「家に帰ります」

 朝の8時半に電話がかかってきた。ばあちゃんは起きたばかりだった。
 電話の彼は、27年ぶりだ。その間、年賀状のやりとりだけだった。それが最近、私の教え子の弟がなくなったことを聞いて、家にお線香をあげに行った。教え子とお母さんと三人でアルバムを見ながら思いで話をした。当時、その教え子は中学1年生で、弟は1歳だった。参観日などにはお母さんがよく連れて来ていた。教え子は、弟をお風呂に入れたりして、かわいがっている写真がたくさんあった。
 そして中学の時の個人アルバムに、彼が出て来た。学校に見学に来られたのだ。そのとき生徒と一緒に写真をとった。でも何で来たのだろう?どういうきっかけだったのだろう?思い出せない。

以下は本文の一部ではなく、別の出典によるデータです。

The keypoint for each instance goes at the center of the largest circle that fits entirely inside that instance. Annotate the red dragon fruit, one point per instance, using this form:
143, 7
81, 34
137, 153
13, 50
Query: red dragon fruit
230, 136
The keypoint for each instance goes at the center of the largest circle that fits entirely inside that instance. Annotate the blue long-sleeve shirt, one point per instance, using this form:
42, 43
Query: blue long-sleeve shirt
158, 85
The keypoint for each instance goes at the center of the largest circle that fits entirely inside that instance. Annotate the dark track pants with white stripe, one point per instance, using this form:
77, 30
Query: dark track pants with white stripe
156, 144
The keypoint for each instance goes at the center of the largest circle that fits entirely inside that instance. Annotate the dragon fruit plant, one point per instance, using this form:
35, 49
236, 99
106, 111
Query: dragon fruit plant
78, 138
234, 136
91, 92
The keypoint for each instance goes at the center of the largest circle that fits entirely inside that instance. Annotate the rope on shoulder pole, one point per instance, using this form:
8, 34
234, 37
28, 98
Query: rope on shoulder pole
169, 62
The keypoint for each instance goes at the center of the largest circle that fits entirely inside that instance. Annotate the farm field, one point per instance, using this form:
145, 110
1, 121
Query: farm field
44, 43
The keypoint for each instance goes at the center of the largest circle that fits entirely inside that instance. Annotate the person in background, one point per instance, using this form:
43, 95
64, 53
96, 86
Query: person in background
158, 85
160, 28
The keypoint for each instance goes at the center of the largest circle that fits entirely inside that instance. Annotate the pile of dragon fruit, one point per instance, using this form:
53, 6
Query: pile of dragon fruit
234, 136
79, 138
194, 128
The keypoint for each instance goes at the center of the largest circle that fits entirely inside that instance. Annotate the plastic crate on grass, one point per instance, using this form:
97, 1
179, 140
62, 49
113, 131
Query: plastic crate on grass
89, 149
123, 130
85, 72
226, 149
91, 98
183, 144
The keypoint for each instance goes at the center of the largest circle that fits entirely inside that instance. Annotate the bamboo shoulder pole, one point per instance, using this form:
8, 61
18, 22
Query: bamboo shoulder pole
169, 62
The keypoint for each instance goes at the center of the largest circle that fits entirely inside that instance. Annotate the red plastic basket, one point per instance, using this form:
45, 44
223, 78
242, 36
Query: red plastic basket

 彼に手紙を書き、「たたかうおばあちゃん」を同封した。そして、彼から電話。頭に浮かぶのは20才のときの「アルバムの中の顔」。不思議な気持ち。いろいろ近況報告を聞く。
 話をしていると、朝ご飯を待たされていたばあちゃんが「ご飯ないんやったら帰ります」と言いながら、麦わら帽子を手に取った。家はななくさか?あわてて、電話を切り、やっとばあちゃんの朝ご飯になった。